Graves: The First Bordeaux Graves, which includes the appellation of Pessac-Leognon, is the oldest wine exporting region of Bordeaux. Historical documents, dating from as far back as the 12th century, indicate the flow of exceptional wine from Graves to the world’s thirsty cognoscenti in England and other far flung lands. Later, many Americans, including Thomas Jefferson, considered the wines of Graves to be among the world’s finest, purchasing large quantities of the best Graves for their cellars and procuring vine cuttings from this illustrious commune in the hope of recreating the magic of Graves in the New World. Presently, the wines of Graves, both white and red, are some of the finest and most expensive wines produced in Bordeaux. Graves is the region of Bordeaux closest to the city of Bordeaux itself. In fact, some of this sprawling district’s estates are located in the southern suburbs of the city. The rest of Graves is a pastoral blend of vineyards intermingled with pine forests and small family farms. This bucolic land derives its name from the gravel and sand soil that characterize the finest vineyard sights. Graves’ unique soil composition is the result of the ancient alluvial spoil of the nearby Garonne River as well as the terminal moraine of Ice Age glaciers. The entire Greaves region produces both red and white wines of exceptional quality.
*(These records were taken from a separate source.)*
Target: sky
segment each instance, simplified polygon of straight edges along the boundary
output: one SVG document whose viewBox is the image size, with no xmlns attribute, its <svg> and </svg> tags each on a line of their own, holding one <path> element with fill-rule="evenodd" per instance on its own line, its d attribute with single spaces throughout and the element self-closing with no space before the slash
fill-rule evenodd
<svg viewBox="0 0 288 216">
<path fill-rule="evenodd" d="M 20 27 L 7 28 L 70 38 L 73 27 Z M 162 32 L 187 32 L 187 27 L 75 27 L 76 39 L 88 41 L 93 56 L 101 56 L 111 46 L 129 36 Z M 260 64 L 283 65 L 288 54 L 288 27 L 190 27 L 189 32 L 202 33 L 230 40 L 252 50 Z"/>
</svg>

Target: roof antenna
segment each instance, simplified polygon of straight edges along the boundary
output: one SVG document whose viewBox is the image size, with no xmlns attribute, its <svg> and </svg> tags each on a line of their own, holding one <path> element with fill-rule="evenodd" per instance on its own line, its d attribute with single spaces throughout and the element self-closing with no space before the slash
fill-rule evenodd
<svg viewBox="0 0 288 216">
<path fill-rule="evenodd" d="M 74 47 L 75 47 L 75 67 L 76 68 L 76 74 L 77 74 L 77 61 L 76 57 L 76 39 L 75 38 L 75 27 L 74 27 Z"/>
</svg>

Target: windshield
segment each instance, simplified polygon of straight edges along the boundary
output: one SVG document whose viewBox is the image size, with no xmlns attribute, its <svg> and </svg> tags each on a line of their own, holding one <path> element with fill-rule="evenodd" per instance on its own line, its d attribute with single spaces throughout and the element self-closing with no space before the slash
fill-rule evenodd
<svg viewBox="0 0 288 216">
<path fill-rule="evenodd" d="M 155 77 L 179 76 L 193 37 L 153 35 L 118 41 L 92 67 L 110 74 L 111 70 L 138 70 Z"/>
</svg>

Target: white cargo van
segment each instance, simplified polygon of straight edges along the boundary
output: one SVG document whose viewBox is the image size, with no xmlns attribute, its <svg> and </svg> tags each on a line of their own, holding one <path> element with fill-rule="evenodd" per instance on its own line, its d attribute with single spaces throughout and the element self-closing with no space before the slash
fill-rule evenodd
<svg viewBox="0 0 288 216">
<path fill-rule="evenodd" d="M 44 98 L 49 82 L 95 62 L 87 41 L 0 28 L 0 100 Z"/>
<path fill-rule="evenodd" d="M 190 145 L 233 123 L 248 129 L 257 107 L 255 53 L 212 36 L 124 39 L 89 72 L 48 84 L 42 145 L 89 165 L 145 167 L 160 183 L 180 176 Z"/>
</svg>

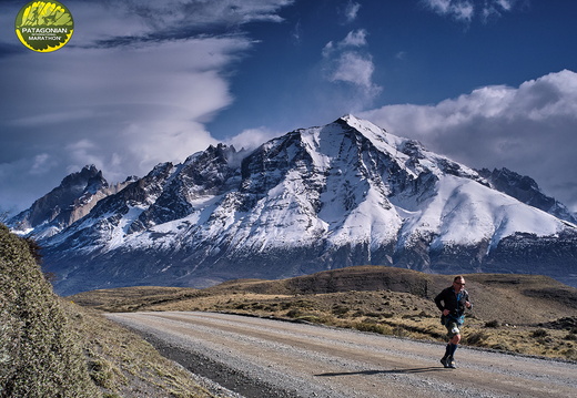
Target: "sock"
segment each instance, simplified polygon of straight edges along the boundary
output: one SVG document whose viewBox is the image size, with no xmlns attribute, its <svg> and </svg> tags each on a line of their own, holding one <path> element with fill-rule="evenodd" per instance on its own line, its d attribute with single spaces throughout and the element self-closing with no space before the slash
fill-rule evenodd
<svg viewBox="0 0 577 398">
<path fill-rule="evenodd" d="M 445 348 L 445 356 L 443 358 L 448 358 L 451 356 L 451 344 L 447 344 L 447 347 Z"/>
<path fill-rule="evenodd" d="M 451 346 L 451 347 L 449 347 Z M 447 346 L 447 351 L 451 357 L 455 355 L 455 351 L 457 350 L 458 345 L 457 344 L 449 344 Z"/>
</svg>

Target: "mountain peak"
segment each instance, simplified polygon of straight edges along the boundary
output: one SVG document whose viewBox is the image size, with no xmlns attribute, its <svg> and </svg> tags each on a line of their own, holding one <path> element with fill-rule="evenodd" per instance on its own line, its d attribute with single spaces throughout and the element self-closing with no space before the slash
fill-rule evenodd
<svg viewBox="0 0 577 398">
<path fill-rule="evenodd" d="M 65 293 L 203 287 L 367 264 L 555 277 L 577 273 L 568 224 L 347 114 L 251 153 L 221 144 L 180 165 L 161 163 L 41 243 Z"/>
</svg>

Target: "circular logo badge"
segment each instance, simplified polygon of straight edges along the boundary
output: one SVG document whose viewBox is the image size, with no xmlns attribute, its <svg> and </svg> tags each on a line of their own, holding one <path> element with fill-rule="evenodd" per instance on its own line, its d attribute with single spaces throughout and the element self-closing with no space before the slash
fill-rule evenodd
<svg viewBox="0 0 577 398">
<path fill-rule="evenodd" d="M 73 32 L 72 14 L 58 1 L 31 1 L 16 17 L 16 34 L 32 51 L 59 50 Z"/>
</svg>

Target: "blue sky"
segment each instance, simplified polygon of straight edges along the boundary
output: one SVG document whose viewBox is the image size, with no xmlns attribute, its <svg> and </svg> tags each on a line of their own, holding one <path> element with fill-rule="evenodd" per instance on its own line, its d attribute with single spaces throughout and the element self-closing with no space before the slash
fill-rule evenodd
<svg viewBox="0 0 577 398">
<path fill-rule="evenodd" d="M 2 211 L 346 113 L 577 211 L 576 1 L 65 0 L 52 53 L 18 41 L 26 2 L 0 3 Z"/>
</svg>

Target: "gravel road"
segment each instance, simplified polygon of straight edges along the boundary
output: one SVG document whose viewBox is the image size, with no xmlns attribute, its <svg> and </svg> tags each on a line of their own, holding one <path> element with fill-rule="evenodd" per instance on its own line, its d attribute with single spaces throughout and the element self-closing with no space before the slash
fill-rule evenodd
<svg viewBox="0 0 577 398">
<path fill-rule="evenodd" d="M 247 398 L 577 397 L 577 364 L 213 313 L 108 314 Z M 237 396 L 236 396 L 237 397 Z"/>
</svg>

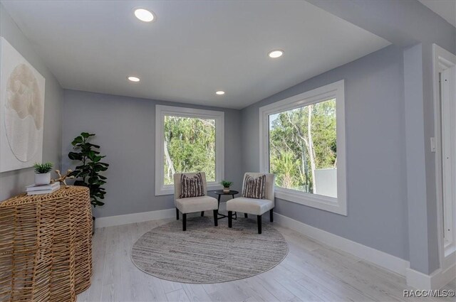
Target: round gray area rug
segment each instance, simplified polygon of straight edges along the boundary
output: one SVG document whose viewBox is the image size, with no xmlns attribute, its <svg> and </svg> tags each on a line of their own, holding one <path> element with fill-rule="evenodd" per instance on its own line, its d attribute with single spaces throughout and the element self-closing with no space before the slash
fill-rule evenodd
<svg viewBox="0 0 456 302">
<path fill-rule="evenodd" d="M 279 231 L 263 223 L 238 218 L 229 229 L 227 219 L 214 226 L 212 217 L 187 219 L 151 230 L 134 244 L 131 259 L 141 271 L 182 283 L 225 282 L 266 271 L 288 254 L 288 244 Z"/>
</svg>

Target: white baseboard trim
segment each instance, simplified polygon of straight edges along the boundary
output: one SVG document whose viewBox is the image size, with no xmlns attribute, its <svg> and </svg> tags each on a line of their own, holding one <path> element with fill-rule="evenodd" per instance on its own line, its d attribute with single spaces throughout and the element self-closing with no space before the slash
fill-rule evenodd
<svg viewBox="0 0 456 302">
<path fill-rule="evenodd" d="M 415 269 L 407 270 L 407 285 L 418 289 L 440 289 L 456 276 L 456 264 L 445 270 L 438 269 L 430 275 L 427 275 Z"/>
<path fill-rule="evenodd" d="M 274 213 L 274 222 L 289 229 L 299 232 L 327 245 L 352 254 L 402 276 L 405 276 L 409 262 L 406 260 L 363 245 L 323 230 L 306 225 L 282 215 Z"/>
<path fill-rule="evenodd" d="M 189 213 L 187 217 L 200 216 L 200 213 Z M 212 211 L 205 211 L 204 216 L 213 216 Z M 97 218 L 95 227 L 113 227 L 115 225 L 128 225 L 129 223 L 144 222 L 145 221 L 157 220 L 160 219 L 176 217 L 176 209 L 158 210 L 157 211 L 141 212 L 139 213 L 125 214 L 118 216 L 108 216 Z M 180 214 L 182 218 L 182 214 Z"/>
<path fill-rule="evenodd" d="M 118 216 L 101 217 L 97 218 L 96 228 L 113 227 L 114 225 L 128 225 L 129 223 L 143 222 L 149 220 L 172 218 L 176 217 L 176 209 L 159 210 L 157 211 L 141 212 Z"/>
</svg>

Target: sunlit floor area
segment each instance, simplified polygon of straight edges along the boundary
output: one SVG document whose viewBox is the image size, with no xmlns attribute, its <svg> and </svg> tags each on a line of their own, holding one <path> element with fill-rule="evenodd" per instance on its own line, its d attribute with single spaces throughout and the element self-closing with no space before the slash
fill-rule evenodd
<svg viewBox="0 0 456 302">
<path fill-rule="evenodd" d="M 92 286 L 78 301 L 402 301 L 405 279 L 348 253 L 274 225 L 289 252 L 274 269 L 244 279 L 212 284 L 172 282 L 135 266 L 130 253 L 144 233 L 172 219 L 96 230 Z M 266 222 L 269 223 L 269 222 Z M 236 247 L 233 247 L 234 249 Z M 455 280 L 442 289 L 456 288 Z M 454 298 L 420 298 L 454 301 Z"/>
</svg>

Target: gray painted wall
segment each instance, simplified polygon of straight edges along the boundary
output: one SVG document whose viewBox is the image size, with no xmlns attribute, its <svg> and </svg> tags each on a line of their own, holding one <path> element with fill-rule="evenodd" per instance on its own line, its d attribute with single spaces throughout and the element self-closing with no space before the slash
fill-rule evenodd
<svg viewBox="0 0 456 302">
<path fill-rule="evenodd" d="M 63 168 L 71 165 L 67 154 L 71 142 L 81 131 L 96 134 L 97 144 L 110 164 L 105 176 L 105 205 L 94 210 L 107 217 L 174 207 L 172 195 L 155 195 L 155 104 L 167 104 L 224 112 L 225 178 L 242 183 L 239 110 L 109 95 L 65 90 Z M 210 195 L 210 193 L 209 193 Z"/>
<path fill-rule="evenodd" d="M 406 178 L 408 208 L 412 209 L 408 215 L 410 268 L 431 274 L 440 266 L 435 160 L 429 148 L 430 138 L 435 136 L 432 45 L 436 43 L 456 53 L 456 28 L 418 1 L 309 1 L 406 48 Z M 418 53 L 421 58 L 418 58 Z"/>
<path fill-rule="evenodd" d="M 259 168 L 260 107 L 343 79 L 348 216 L 279 199 L 276 210 L 408 259 L 402 49 L 389 46 L 244 109 L 242 167 Z"/>
<path fill-rule="evenodd" d="M 58 168 L 61 154 L 61 112 L 63 90 L 1 4 L 0 36 L 5 38 L 46 78 L 43 161 L 51 161 Z M 6 143 L 0 141 L 0 144 Z M 24 192 L 24 187 L 31 183 L 33 183 L 33 170 L 31 168 L 0 173 L 0 200 Z"/>
</svg>

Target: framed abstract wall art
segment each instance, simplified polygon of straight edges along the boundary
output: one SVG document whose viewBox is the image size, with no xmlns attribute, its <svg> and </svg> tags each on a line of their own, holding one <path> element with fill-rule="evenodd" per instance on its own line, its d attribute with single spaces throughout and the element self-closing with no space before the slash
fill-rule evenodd
<svg viewBox="0 0 456 302">
<path fill-rule="evenodd" d="M 45 79 L 0 37 L 0 173 L 42 161 Z"/>
</svg>

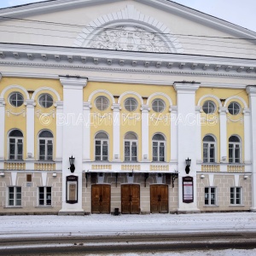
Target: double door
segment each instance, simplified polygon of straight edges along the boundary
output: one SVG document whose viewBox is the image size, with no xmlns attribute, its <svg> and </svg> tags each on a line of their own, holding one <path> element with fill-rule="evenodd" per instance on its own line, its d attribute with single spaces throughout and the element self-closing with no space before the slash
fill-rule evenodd
<svg viewBox="0 0 256 256">
<path fill-rule="evenodd" d="M 110 185 L 91 186 L 91 213 L 110 213 Z"/>
<path fill-rule="evenodd" d="M 140 185 L 121 186 L 121 212 L 140 213 Z"/>
<path fill-rule="evenodd" d="M 168 212 L 168 186 L 150 186 L 150 212 L 152 213 Z"/>
</svg>

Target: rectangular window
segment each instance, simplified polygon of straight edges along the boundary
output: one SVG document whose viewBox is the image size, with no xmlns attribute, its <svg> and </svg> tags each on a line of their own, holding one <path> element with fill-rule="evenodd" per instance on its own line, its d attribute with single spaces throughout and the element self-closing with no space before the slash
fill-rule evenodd
<svg viewBox="0 0 256 256">
<path fill-rule="evenodd" d="M 38 205 L 51 206 L 51 187 L 38 188 Z"/>
<path fill-rule="evenodd" d="M 230 204 L 241 205 L 241 188 L 230 188 Z"/>
<path fill-rule="evenodd" d="M 21 187 L 9 187 L 8 205 L 21 207 Z"/>
<path fill-rule="evenodd" d="M 216 188 L 205 188 L 205 205 L 216 205 Z"/>
</svg>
Cabernet Sauvignon, Cabernet Franc and Merlot are responsible for nearly all of the district’s reds, while Sauvignon Blanc, Semillon and to a lesser extent, Muscadelle (a dry white not to be confused with the sweet Muscatel) constitute the white Bordeaux cepage.In addition to the dry, fragrant reds and whites for which Graves is famous, Graves also produces the world’s finest and most recognized sweet dessert wine in Sauternes, a sub district of Graves.